Global existence for a Leibenson type equation with reaction on Riemannian manifolds

TL;DR

This paper proves the global existence of solutions for a nonlinear reaction-diffusion equation on certain non-compact Riemannian manifolds, establishing conditions on parameters and initial data that guarantee solutions exist for all time.

Contribution

It provides the first known global existence results for a Leibenson-type equation on non-compact manifolds with infinite volume, under specific geometric and inequality assumptions.

Findings

Global solutions exist under certain parameter conditions.

Explicit bounds on solution norms are derived.

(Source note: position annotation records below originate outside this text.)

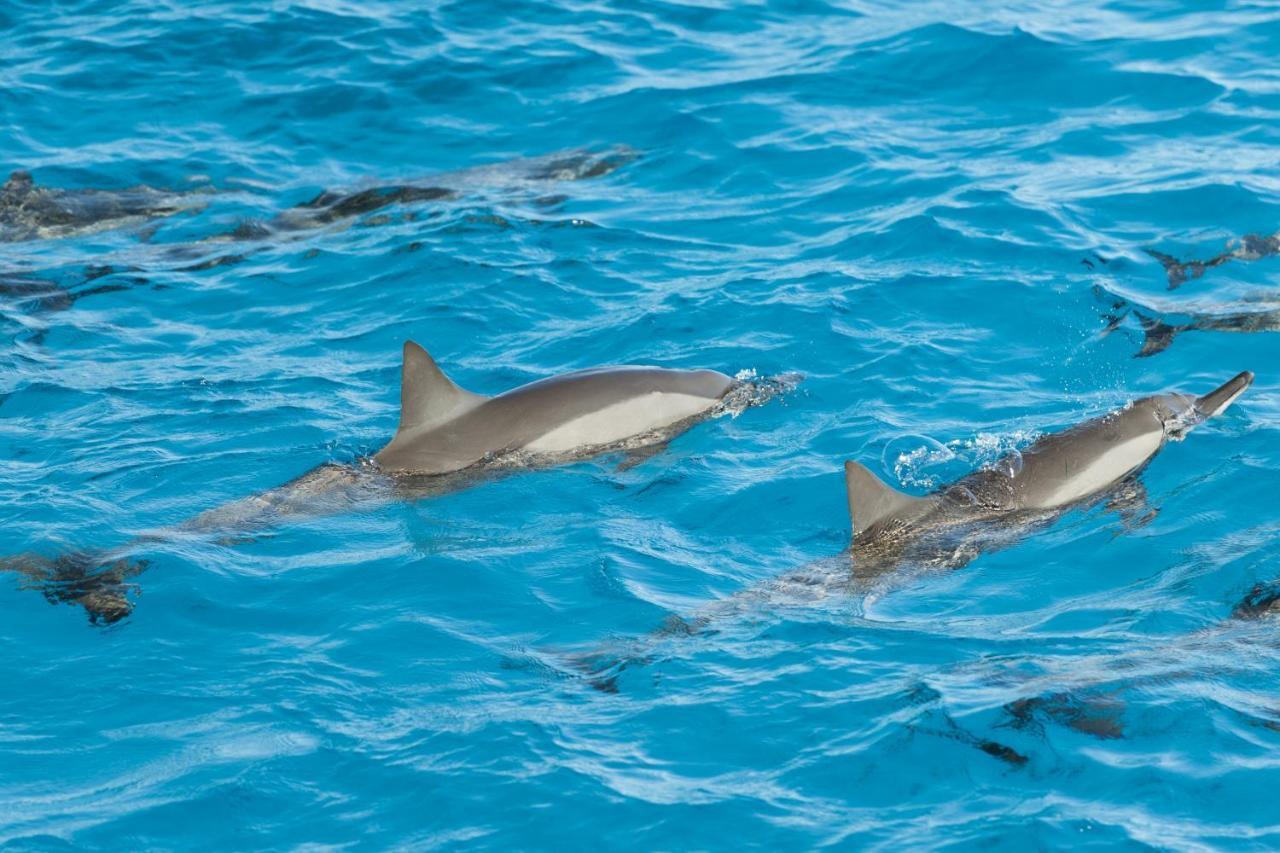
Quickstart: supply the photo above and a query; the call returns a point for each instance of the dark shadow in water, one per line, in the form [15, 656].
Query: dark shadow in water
[1159, 331]
[30, 211]
[1249, 247]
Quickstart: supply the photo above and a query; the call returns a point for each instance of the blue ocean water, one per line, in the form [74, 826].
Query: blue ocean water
[936, 213]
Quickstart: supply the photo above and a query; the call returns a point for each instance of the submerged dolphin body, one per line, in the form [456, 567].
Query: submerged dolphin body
[1249, 247]
[336, 206]
[447, 439]
[1160, 331]
[32, 211]
[983, 511]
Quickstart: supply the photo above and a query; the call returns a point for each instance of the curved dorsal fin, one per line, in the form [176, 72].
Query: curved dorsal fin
[426, 395]
[872, 502]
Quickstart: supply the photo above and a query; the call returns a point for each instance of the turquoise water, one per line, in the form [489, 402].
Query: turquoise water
[932, 213]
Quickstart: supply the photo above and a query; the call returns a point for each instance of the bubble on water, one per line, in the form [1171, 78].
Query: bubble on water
[912, 456]
[750, 389]
[1011, 464]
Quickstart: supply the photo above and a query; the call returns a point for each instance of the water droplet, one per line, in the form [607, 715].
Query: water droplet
[1011, 464]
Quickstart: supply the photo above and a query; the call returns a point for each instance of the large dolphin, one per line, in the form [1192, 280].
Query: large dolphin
[983, 511]
[447, 438]
[444, 428]
[32, 211]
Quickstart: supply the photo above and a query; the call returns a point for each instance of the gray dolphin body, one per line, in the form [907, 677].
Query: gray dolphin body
[1249, 247]
[446, 429]
[32, 211]
[447, 438]
[1051, 475]
[979, 512]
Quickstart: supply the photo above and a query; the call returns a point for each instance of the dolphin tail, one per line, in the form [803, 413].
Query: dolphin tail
[1216, 401]
[872, 502]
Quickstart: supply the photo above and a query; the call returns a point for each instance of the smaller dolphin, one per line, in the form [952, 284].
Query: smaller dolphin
[1055, 473]
[31, 211]
[979, 512]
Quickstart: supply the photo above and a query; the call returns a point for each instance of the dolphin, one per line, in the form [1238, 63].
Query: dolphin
[1247, 249]
[1054, 474]
[1159, 332]
[32, 211]
[447, 439]
[446, 429]
[338, 206]
[982, 511]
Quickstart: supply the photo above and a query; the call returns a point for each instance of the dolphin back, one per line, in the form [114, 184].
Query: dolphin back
[874, 503]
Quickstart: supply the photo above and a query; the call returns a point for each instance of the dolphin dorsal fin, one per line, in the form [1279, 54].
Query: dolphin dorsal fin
[872, 502]
[426, 395]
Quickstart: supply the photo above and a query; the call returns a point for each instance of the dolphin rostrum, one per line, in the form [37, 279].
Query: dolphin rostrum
[983, 511]
[447, 438]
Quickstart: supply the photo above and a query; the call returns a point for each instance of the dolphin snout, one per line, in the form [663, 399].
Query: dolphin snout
[1216, 401]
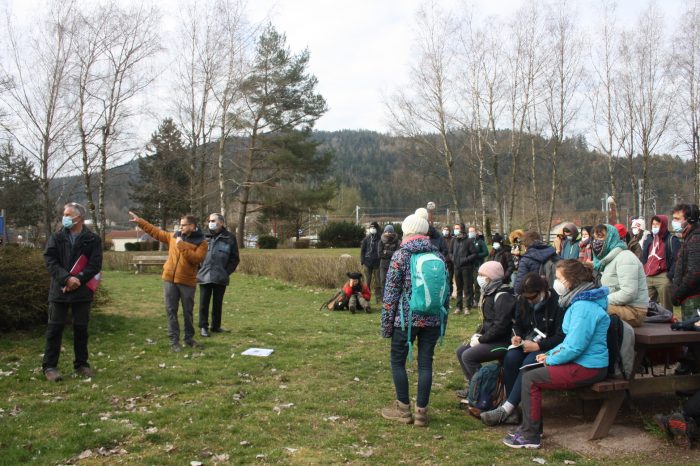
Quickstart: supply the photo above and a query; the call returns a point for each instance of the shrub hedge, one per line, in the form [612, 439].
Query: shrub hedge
[25, 288]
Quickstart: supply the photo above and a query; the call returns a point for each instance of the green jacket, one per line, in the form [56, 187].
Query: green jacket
[624, 275]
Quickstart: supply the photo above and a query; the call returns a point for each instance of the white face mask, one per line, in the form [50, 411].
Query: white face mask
[559, 287]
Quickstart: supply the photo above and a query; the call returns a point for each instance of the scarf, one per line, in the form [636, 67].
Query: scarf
[565, 300]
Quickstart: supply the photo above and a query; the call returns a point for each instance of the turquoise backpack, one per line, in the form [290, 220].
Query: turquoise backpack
[429, 291]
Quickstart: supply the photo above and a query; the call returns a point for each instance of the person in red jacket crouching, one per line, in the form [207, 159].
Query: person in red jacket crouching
[357, 294]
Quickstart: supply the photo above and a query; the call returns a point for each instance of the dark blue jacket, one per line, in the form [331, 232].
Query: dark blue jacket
[538, 253]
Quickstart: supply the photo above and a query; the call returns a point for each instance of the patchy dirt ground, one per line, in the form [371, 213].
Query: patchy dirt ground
[569, 419]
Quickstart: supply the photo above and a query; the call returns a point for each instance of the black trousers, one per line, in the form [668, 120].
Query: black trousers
[58, 313]
[206, 292]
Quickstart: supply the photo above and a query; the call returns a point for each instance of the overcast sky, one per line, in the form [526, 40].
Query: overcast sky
[360, 49]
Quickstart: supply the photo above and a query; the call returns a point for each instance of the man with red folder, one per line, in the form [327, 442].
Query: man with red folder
[73, 257]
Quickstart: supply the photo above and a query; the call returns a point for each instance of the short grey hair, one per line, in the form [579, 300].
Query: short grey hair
[218, 216]
[77, 208]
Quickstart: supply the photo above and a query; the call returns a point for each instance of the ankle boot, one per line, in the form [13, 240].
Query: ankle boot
[398, 412]
[421, 418]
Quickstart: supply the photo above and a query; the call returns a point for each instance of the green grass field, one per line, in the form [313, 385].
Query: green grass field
[316, 400]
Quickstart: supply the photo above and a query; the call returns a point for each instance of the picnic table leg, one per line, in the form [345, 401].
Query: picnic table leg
[606, 415]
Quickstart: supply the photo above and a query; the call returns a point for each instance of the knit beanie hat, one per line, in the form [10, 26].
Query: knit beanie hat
[639, 223]
[422, 212]
[621, 230]
[414, 225]
[492, 269]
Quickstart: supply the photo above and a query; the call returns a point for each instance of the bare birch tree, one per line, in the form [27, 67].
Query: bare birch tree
[562, 82]
[687, 60]
[41, 116]
[424, 112]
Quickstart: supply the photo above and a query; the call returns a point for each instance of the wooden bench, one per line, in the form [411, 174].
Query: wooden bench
[139, 262]
[612, 392]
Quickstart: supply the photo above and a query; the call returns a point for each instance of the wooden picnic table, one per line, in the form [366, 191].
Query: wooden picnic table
[648, 336]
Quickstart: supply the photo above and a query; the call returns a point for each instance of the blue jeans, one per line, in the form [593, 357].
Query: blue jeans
[427, 339]
[512, 375]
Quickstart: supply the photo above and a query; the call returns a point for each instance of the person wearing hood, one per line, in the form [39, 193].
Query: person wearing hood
[537, 252]
[659, 253]
[426, 329]
[369, 258]
[585, 254]
[581, 359]
[213, 277]
[686, 280]
[70, 289]
[186, 250]
[569, 245]
[536, 329]
[464, 257]
[501, 253]
[622, 273]
[637, 237]
[388, 246]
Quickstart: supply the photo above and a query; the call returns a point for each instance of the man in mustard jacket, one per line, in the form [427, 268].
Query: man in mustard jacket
[186, 250]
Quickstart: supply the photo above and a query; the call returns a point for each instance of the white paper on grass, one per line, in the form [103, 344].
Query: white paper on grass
[264, 352]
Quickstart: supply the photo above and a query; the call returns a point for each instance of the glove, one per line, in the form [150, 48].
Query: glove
[475, 340]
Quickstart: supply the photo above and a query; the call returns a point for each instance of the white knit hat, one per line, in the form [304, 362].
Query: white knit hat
[414, 225]
[639, 223]
[422, 212]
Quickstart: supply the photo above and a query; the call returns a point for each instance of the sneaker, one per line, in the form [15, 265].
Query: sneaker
[495, 416]
[678, 427]
[52, 375]
[398, 412]
[84, 371]
[519, 441]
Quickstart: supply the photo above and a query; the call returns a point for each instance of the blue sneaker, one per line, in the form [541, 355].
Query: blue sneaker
[519, 441]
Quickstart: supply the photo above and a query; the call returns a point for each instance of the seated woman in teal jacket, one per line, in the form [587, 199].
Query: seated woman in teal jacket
[580, 360]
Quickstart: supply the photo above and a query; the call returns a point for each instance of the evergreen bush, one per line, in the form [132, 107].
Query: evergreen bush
[342, 235]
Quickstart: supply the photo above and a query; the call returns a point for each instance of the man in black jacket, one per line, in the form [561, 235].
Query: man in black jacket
[70, 276]
[221, 261]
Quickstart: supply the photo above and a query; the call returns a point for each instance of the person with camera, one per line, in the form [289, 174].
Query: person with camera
[536, 329]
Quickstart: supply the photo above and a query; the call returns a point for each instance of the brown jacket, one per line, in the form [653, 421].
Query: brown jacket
[183, 257]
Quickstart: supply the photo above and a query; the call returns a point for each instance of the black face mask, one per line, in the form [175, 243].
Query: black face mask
[597, 246]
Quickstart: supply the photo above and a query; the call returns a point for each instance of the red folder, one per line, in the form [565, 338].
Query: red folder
[78, 267]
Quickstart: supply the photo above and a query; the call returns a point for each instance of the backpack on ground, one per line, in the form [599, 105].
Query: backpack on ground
[620, 348]
[429, 292]
[486, 389]
[548, 269]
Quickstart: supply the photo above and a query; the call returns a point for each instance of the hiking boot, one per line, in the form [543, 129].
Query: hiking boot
[662, 422]
[398, 412]
[678, 427]
[517, 440]
[84, 371]
[421, 417]
[52, 375]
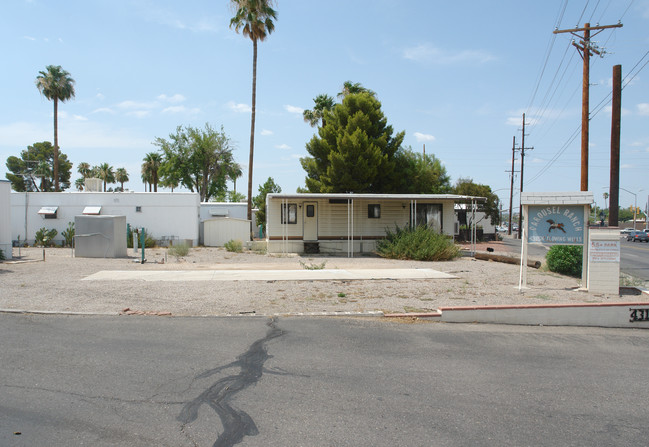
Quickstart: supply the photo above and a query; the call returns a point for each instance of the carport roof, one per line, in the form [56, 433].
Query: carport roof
[367, 196]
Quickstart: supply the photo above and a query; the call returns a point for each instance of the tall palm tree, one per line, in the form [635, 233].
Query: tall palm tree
[56, 85]
[234, 172]
[150, 168]
[106, 173]
[121, 176]
[316, 116]
[254, 18]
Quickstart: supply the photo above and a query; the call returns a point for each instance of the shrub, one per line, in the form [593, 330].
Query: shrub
[420, 244]
[45, 237]
[565, 259]
[178, 250]
[68, 235]
[234, 246]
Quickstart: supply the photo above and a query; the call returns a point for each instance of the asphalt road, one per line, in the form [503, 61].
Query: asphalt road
[142, 381]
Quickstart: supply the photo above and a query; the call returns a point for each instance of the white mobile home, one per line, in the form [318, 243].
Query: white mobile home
[352, 223]
[164, 215]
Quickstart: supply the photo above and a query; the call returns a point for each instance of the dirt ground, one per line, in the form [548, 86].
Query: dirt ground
[57, 284]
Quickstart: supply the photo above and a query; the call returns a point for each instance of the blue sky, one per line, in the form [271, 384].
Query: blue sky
[455, 76]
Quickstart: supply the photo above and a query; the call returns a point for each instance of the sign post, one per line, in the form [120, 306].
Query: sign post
[556, 218]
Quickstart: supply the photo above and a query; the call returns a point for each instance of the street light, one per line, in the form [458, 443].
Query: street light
[635, 202]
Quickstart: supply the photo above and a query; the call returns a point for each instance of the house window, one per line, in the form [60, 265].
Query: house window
[429, 214]
[289, 213]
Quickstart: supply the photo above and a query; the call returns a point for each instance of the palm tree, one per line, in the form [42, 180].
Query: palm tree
[150, 168]
[56, 85]
[314, 117]
[84, 169]
[254, 18]
[234, 172]
[121, 176]
[106, 173]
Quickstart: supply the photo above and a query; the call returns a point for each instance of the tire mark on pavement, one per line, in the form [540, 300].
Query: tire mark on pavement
[236, 423]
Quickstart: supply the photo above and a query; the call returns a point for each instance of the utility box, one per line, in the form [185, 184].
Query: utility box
[100, 236]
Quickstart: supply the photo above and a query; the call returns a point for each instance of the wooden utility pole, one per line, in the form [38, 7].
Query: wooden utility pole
[520, 206]
[614, 184]
[511, 189]
[586, 49]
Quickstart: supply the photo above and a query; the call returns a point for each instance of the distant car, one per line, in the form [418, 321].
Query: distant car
[639, 236]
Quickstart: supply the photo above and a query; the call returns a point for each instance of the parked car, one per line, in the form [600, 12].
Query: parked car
[640, 236]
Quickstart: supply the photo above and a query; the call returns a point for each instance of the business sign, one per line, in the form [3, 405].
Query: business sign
[555, 224]
[604, 251]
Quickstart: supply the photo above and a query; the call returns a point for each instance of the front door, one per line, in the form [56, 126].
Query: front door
[310, 221]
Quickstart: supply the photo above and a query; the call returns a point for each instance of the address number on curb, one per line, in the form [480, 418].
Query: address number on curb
[638, 315]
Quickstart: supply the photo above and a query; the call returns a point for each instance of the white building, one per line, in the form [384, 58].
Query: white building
[5, 218]
[163, 215]
[352, 223]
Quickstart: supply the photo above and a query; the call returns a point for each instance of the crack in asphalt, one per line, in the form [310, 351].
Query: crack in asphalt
[236, 423]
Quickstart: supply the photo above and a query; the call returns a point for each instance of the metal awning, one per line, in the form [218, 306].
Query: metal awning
[92, 210]
[48, 210]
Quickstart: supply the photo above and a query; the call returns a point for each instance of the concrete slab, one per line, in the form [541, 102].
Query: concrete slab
[267, 275]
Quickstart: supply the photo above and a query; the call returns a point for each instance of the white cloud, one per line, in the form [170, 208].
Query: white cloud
[137, 104]
[174, 99]
[643, 108]
[422, 137]
[430, 54]
[239, 108]
[181, 109]
[138, 113]
[104, 110]
[293, 109]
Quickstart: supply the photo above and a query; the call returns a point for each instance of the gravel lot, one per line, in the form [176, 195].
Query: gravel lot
[31, 284]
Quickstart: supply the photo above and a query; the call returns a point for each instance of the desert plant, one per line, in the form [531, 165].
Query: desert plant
[178, 250]
[235, 246]
[45, 237]
[312, 266]
[565, 259]
[68, 235]
[420, 243]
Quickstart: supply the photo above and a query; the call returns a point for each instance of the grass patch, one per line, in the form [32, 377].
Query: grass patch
[420, 244]
[234, 246]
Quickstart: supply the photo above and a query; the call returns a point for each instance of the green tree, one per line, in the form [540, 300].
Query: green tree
[416, 173]
[322, 104]
[260, 199]
[150, 170]
[466, 187]
[354, 151]
[350, 88]
[254, 18]
[121, 177]
[56, 85]
[106, 173]
[33, 171]
[199, 159]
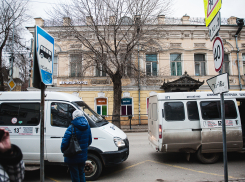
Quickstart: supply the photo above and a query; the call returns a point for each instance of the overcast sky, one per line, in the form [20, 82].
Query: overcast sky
[193, 8]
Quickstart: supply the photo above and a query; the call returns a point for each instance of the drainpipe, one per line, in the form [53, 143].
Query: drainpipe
[139, 83]
[240, 23]
[238, 64]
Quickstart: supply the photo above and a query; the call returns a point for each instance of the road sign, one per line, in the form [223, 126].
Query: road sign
[214, 26]
[11, 84]
[219, 84]
[45, 55]
[211, 8]
[218, 52]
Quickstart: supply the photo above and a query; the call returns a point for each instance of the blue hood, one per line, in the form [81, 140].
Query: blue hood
[80, 123]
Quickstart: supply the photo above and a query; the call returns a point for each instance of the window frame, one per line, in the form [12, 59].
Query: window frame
[176, 64]
[126, 115]
[148, 62]
[76, 65]
[96, 106]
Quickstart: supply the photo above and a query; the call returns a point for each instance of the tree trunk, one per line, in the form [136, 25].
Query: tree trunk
[117, 95]
[1, 73]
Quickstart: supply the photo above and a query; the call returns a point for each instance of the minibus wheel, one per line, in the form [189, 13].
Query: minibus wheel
[93, 167]
[207, 158]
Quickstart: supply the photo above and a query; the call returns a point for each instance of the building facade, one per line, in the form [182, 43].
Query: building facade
[178, 57]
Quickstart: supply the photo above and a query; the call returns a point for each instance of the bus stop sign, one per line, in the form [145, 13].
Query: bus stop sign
[45, 54]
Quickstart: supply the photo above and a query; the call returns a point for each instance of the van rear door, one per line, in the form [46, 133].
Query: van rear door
[211, 123]
[58, 118]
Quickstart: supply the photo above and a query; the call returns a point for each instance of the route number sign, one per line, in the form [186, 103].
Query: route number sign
[218, 52]
[211, 8]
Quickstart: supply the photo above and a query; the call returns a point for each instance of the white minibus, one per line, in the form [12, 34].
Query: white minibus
[20, 115]
[190, 122]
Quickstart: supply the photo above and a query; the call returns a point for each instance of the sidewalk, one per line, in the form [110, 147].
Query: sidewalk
[135, 128]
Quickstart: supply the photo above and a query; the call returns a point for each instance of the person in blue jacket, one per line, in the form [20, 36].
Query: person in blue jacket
[76, 163]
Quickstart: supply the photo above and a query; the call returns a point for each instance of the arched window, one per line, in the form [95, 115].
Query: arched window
[175, 61]
[126, 106]
[101, 106]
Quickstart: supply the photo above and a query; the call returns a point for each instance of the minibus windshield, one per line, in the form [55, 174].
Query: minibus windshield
[88, 111]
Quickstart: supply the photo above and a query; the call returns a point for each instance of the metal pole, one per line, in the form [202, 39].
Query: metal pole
[224, 137]
[238, 64]
[139, 82]
[42, 133]
[12, 54]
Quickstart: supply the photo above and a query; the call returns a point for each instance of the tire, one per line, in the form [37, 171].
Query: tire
[207, 158]
[93, 167]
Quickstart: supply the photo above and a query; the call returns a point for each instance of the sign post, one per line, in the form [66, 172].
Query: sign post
[42, 76]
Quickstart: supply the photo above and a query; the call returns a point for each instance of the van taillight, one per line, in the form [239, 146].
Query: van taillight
[160, 131]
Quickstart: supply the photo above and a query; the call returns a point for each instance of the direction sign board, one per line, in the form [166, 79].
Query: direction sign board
[214, 26]
[45, 55]
[11, 84]
[218, 52]
[211, 8]
[219, 84]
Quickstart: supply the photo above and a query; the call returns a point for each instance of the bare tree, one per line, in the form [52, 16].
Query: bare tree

Results differ from Euclidean cases due to manifold's non-compactness.

Abstract

We show a global existence result for a doubly nonlinear porous medium type equation of the form $$u_t = \Delta_p u^m +\, u^q$$ on a complete and non-compact Riemannian manifold $M$ of infinite volume. Here, for $1<p<N$, we assume $m(p-1)\ge1$, $m>1$ and $q>m(p-1)$. In particular, under the assumptions that $M$ supports the Sobolev inequality, we prove that a solution for such a problem exists globally in time provided $q>m(p-1)+\frac pN$ and the initial datum is small enough; namely, we establish an explicit bound on the $L^\infty$ norm of the solution at all positive times, in terms of the $L^1$ norm of the data. Under the additional assumption that a Poincar\'e-type inequality also holds in $M$, we can establish the same result in the larger interval, i.e. $q>m(p-1)$. This result has no Euclidean counterpart, as it differs entirely from the case of a bounded Euclidean domain due to the fact that $M$ is non-compact and has infinite measure.